There is a template task with useful comments, which can be used as a starting point.
Here you provide the code for interacting with your dataset. As we use lightning, you will need to crate a LightningDataModule Datamodule.
The class you create must inherit from TaskDataModule
which in turn inherits from LightningDataModule
. The base TaskDataModule
already defines some default methods for the dataloader methods, so if you do not need any custom dataloaders you can probably leave them.
The two methods you need to implement are prepare_data and setup. In prepare_data
you need to put you downloading and data preprocessing logic. In setup
you should load and split your dataset and set the self.data_train, self.data_val, self.data_test
attributes in the appropriate stages.
Here you provide the code for the model. As we use lightning, you will need to create a LightningModule.
The class you create must inherit from TaskModel
which in turn inherits from LightningModule
. The __init__
method should have the following signature:
def __init__(self, optimizer: Optimizer, config: TaskConfig):
In the __init__
method you need to create your model, and pass it to the super().__init__
call. There the model is wrapped into a GroupedModel
which splits the model parameters into weight_decay and non-weight_decay groups. If you want to specify your own parameter groups (e.g. for different learning rates) you need to wrap your model in a GroupedModel
yourself, before passing it to the super().__init__
call.
The other methods you neet to implement are training_step, validation_step and test_step. Here you need to implement the training and evaluation logic.
Here you only need to provide two simple functions:
def get_datamodule(config: TaskConfig) -> TaskDataModule
which returns an instance of your DataModule
class, and
def get_task(optimizer: Optimizer, config: TaskConfig) -> tuple[TaskModel, TaskDataModule]

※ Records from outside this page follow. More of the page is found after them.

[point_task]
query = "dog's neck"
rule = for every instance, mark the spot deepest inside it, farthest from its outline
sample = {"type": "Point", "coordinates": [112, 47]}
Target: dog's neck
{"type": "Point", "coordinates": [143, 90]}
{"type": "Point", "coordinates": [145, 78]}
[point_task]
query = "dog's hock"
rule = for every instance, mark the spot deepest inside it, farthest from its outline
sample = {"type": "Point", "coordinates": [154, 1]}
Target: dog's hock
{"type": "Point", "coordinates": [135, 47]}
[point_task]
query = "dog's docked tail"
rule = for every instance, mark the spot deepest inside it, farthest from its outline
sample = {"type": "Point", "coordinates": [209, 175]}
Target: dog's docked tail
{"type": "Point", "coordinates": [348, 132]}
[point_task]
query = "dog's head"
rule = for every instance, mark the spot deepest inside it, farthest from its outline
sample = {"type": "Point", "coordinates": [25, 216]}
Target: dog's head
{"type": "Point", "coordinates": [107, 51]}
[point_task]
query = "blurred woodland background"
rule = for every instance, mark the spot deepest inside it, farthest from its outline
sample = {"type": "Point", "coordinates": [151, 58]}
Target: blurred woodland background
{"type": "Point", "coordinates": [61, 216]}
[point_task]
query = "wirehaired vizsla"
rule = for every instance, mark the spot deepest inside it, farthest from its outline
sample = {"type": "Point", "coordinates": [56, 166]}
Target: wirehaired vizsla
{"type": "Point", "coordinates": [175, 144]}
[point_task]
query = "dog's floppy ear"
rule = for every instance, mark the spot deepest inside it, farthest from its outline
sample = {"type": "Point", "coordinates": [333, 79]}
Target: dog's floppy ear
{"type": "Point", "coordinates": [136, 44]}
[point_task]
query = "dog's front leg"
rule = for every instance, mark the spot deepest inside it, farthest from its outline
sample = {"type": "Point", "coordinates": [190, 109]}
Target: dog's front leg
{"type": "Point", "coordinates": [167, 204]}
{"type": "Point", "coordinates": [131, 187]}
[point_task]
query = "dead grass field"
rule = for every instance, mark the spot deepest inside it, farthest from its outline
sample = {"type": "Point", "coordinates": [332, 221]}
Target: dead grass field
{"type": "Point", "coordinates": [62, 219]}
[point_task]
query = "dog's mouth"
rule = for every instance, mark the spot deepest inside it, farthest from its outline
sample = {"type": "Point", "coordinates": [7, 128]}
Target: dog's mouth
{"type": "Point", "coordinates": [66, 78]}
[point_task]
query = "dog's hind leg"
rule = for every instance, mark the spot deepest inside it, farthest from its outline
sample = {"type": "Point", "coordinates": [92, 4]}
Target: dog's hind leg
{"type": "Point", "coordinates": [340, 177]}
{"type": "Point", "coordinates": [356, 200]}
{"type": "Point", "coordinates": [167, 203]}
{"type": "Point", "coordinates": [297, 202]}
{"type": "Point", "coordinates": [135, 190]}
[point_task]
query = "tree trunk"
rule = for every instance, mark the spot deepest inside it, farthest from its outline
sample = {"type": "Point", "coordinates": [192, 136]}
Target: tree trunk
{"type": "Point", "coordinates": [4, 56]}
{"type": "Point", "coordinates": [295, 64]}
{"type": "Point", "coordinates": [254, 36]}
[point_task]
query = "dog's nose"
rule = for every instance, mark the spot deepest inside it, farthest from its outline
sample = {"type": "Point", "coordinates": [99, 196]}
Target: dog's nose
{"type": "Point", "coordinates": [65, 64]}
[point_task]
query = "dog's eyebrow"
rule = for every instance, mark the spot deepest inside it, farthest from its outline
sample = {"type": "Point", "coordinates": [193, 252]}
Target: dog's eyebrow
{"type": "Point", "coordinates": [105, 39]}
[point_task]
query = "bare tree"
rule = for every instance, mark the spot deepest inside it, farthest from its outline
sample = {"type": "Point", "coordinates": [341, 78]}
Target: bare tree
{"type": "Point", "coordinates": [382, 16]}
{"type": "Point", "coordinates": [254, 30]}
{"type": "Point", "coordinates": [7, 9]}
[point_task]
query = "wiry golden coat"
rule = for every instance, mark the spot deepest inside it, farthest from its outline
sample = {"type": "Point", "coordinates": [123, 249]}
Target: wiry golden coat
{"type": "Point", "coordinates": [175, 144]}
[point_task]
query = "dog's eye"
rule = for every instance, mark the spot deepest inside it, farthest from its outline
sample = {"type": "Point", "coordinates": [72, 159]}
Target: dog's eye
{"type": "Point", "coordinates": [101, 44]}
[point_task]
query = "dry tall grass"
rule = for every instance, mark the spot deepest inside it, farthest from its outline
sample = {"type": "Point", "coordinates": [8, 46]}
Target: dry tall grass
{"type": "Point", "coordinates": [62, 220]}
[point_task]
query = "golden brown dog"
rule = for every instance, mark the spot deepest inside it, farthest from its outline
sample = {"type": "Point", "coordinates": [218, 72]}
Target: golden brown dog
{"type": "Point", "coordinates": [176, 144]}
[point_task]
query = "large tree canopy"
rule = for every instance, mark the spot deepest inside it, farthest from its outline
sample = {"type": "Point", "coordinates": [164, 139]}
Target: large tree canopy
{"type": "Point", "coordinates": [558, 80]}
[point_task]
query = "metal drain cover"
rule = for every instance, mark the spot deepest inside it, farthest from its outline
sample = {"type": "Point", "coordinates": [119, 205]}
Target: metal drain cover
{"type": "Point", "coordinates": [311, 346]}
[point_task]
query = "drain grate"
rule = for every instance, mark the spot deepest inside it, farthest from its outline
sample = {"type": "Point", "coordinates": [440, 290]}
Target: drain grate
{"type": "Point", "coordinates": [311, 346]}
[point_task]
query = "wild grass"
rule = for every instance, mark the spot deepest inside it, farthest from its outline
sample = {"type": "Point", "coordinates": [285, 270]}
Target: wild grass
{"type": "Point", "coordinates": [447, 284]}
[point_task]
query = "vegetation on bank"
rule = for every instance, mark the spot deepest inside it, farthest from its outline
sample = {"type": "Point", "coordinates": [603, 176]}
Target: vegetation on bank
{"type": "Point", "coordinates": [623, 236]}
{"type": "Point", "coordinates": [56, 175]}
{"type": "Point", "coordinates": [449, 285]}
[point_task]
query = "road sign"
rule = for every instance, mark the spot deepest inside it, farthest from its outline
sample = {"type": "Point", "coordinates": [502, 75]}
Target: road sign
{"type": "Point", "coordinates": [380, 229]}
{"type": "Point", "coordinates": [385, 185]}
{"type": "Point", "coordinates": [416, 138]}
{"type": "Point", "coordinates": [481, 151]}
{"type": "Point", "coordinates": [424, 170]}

which returns an instance of your TaskModel
class and an instance of your DataModule
class.
Here you can provide default values for all the hyperparameters your task needs. All keys under the task
section will be added to the TaskConfig
.
There are some required parameters you need to specify:
task:
name: my_awesome_task # same as directory name
batch_size: 123
max_epochs: 42
max_steps: null # should be left null, use max_epochs instead
target_metric: val_acc # choose a metric that is being logged in your LightningModule
target_metric_mode: min # min or max
engine:
devices: 1 # number of devices to use
sbatch_args:
time: 00:05:00 # estimated time to train
evaluation:
plot:
metric: test_acc
test_metric_mode: min
format: "2.1"
limits: [0, 100] # colorbar limits
optimizer:
name: adamw_baseline # set the default optimizer
You can optionally set and override optimizer defaults, e.g.:
optimizer:
name: adamw_baseline
learning_rate: 0.1
would use a default learning rate of 0.1 instead of the one specified in the default.yaml
of the optimizer. Note that this applies to all optimizers. So if the user chooses a different optimizer, they will still get the default learning rate specified here.
Here you should provide a short description of your task, and a baseline performance. Follow the template as seen in the existing tasks.